The Weather Forecast
I had checked the weather forecast for the week before we left and it looked really promising – 16 to 19 degrees Celsius with occasional cloud – but as we got off the plane, it started to rain. This lasted all afternoon until finally it rained good and proper that evening. And that was the last we saw of it. Over the course of the week, the weather just got better and better. It was always a good idea to carry a spare top or fleece just in case the wind picked up or the sun went in but generally we only needed t-shirts because we were so active. Beforehand, carrying sun cream seemed daft but we needed it most days. Going out at night, you need a top or a jacket as the temperature drops away fairly quickly. It was too cold to sit outside and eat.
We stayed in Palma Nova which is just a stone’s throw along from Magalluf.

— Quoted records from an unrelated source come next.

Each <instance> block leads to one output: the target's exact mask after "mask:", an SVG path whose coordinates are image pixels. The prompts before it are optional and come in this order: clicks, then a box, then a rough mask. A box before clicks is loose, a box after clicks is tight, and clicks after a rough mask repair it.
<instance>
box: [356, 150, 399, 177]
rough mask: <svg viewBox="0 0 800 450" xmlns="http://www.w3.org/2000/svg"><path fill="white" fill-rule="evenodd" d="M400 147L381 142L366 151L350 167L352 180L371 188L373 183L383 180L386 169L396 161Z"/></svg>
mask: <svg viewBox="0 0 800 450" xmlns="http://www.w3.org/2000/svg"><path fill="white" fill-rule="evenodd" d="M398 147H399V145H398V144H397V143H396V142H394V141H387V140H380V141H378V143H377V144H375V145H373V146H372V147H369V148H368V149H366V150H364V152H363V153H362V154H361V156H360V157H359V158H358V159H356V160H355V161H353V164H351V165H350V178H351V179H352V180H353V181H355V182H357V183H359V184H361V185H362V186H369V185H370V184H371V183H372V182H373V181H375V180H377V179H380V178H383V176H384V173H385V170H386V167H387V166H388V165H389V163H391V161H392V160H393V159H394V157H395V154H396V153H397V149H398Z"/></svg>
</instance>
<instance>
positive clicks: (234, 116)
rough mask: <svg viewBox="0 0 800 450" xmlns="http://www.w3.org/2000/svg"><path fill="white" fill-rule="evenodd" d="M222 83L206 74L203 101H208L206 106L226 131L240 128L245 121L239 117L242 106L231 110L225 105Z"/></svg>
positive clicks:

It’s your typical resort with everything on hand to cater for Johnny Foreigner. Spar shops ( which were never open – must have been too early in the year ), English Breakfasts ( but not before 9am – guess they only cater for people with hangovers ), etc. Although it hadn’t even started to gear up for the season, there was still a constant stream of people around. It must be a complete nightmare at high season. I’m so glad we spent so much time driving around the island. It seemed a lot at the time but you get to see a whole different way of life than what’s in the brochures. Getting away from the resorts and exploring for yourself is highly recommended.
Having rubbished the resort, we did find a cracking French restaurant in Palma Nova. We were only there for a week but we ate at La P’tit Bistro 4 of the 7 nights. Each time, we all ate something different and none of us were ever disappointed. The food is just heavenly. Try any of the starters, the lamb and finish with the crepe white lady if it’s still on the menu. None of the other places we ate at came anywhere close.
- Cala Magraner – From Manacour, take the road to Porto Cristo. There is parking for 5 or 6 cars in a layby opposite the sign post but it is on a blind bend so be on the look out for passing cars. The walk in is easy and takes about 25 minutes.
- Valldemossa – Parking is limited as the crag is next to and overhangs the road. This means belaying can be dangerous as the road down to Port d’Valldemossa is narrow and surprisingly busy.
- Sa Gubia – Park up in a large layby on the MA-11 just outside Bunyola. The walk in is down a track about 100 metres to the south of the layby. Turn right to follow a dried up river bed which is rocky and uneven. This takes about 30 to 40 minutes as the gradient rises as you get closer to the crag.
- La Creveta – From Port de Polença, take the MA-2210 going to Cap de Forementor and park up at the viewing point. Find the old pipe line heading back down the hill. Without it, the trail to the saddle is much more difficult. Cross the saddle and scramble down and to the left underneath the outcrop. The path to the crag becomes more obvious at the bottom.
Scrambling the Cavall Bernat Ridge
To the north of Puerto Pollenca is the Bouquer Valley, lined on 1 side by the Cavall Bernat Ridge. This classic saw-toothed walk has been compared to the infamous Crib Goch scramble in Wales. Traversing the ridge can be made as difficult as you like. There are sections which are quite exposed and may require a safety rope but you’ll need a head for heights and reasonable level of fitness. The upside is the views are spectacular.